How he longed to sit down and write to his
darling. Write and tell how he hated it all, and was only getting
through the time until he saw her six feet of buxom charms again--only
Paul did not put it like that--indeed, he never thought about her
charms at all--or want of them. He analysed nothing. He was sound
asleep, you see, to _nuances_ as yet; he was just a splendid
English young animal of the best class.
He had promised not to write to Isabella--or, if he _must_, at
least not to write a love-letter.
"Dear boy," the Lady Henrietta had said when giving him her fond
parting kiss, "if you are very unhappy and feel you greatly wish to
write to Miss Waring, I suppose you must do so, but let your letter be
about the scenery and the impressions of travel, in no way to be
interpreted into a declaration of affection or a promise of future
union--I have your word, Paul, for that?"

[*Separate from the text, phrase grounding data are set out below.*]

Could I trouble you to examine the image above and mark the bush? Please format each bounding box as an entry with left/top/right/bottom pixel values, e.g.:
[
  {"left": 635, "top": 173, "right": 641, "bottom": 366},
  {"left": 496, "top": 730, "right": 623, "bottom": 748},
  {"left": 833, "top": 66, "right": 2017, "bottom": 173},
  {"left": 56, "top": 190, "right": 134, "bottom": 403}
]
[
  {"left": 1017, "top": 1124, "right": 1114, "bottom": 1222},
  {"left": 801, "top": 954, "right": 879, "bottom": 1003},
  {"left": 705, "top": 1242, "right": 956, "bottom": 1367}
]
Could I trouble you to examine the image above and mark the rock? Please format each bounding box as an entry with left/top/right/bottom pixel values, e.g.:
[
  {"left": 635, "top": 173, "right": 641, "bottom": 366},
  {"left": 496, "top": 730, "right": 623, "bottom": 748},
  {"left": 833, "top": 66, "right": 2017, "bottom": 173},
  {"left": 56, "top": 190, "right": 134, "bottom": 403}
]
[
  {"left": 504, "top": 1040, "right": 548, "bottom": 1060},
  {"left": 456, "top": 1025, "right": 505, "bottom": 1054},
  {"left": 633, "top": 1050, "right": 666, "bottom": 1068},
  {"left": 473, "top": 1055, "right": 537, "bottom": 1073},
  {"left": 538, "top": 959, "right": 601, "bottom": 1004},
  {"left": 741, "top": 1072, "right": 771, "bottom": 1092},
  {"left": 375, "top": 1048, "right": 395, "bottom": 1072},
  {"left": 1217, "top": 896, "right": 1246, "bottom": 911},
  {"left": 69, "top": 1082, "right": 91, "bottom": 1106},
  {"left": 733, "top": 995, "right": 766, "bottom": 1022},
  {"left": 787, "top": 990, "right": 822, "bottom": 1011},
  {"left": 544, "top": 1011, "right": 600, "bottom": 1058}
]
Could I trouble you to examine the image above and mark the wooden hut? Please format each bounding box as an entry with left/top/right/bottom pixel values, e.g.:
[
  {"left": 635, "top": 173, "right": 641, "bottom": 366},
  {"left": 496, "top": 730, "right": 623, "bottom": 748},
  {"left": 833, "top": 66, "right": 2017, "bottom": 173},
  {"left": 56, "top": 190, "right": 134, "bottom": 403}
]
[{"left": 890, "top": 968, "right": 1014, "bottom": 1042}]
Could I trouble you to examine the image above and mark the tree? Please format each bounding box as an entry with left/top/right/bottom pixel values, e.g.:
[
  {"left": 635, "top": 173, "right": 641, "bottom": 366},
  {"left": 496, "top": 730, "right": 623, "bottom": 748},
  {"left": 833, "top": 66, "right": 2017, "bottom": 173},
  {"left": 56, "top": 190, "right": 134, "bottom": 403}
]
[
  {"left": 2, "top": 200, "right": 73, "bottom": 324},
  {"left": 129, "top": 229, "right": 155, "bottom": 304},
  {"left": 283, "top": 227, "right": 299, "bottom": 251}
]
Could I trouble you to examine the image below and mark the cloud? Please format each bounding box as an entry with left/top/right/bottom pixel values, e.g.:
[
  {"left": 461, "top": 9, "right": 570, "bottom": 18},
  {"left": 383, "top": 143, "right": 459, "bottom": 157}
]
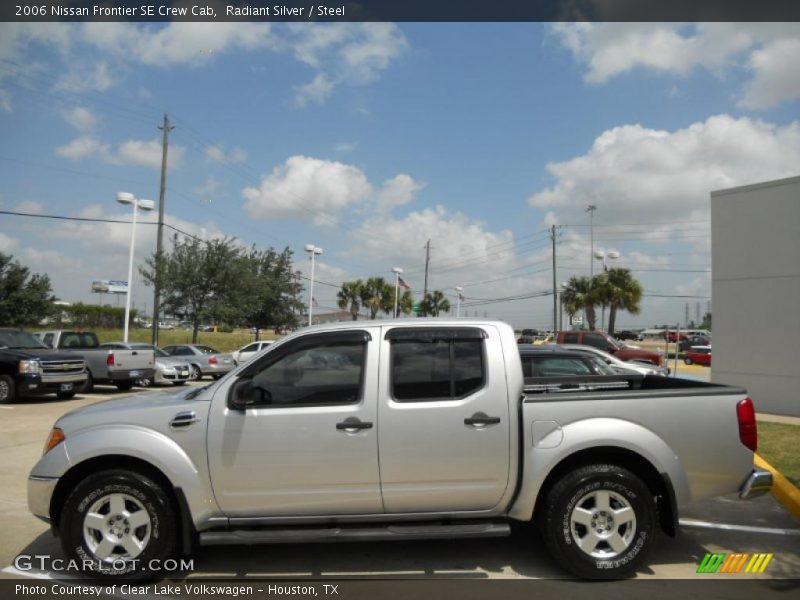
[
  {"left": 529, "top": 115, "right": 800, "bottom": 228},
  {"left": 0, "top": 89, "right": 11, "bottom": 112},
  {"left": 55, "top": 136, "right": 109, "bottom": 160},
  {"left": 0, "top": 232, "right": 19, "bottom": 253},
  {"left": 293, "top": 73, "right": 334, "bottom": 107},
  {"left": 242, "top": 155, "right": 372, "bottom": 226},
  {"left": 15, "top": 200, "right": 43, "bottom": 214},
  {"left": 62, "top": 106, "right": 98, "bottom": 131},
  {"left": 334, "top": 141, "right": 358, "bottom": 153},
  {"left": 550, "top": 23, "right": 800, "bottom": 108},
  {"left": 205, "top": 144, "right": 247, "bottom": 164},
  {"left": 55, "top": 61, "right": 115, "bottom": 93},
  {"left": 194, "top": 176, "right": 221, "bottom": 197},
  {"left": 287, "top": 23, "right": 408, "bottom": 106},
  {"left": 376, "top": 174, "right": 425, "bottom": 213},
  {"left": 111, "top": 139, "right": 185, "bottom": 169}
]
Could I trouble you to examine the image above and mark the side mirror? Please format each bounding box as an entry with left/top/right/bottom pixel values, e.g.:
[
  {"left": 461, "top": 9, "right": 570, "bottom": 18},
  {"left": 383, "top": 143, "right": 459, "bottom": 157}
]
[{"left": 228, "top": 378, "right": 271, "bottom": 411}]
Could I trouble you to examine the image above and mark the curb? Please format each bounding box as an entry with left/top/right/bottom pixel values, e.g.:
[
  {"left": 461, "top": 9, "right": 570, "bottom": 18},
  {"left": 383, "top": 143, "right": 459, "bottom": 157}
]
[{"left": 755, "top": 454, "right": 800, "bottom": 520}]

And Paul had given his word.
"All right, mother--I promise--for three months."
And now on this wet evening the "must" had come, so he pulled out some
hotel paper and began.
"MY DEAR ISABELLA:
"I say--you know--I hate beginning like this--I have arrived at this
beastly place, and I am awfully unhappy. I think it would have been
better if I had brought Pike with me, only those rotten laws about
getting the little chap back to England would have been hard.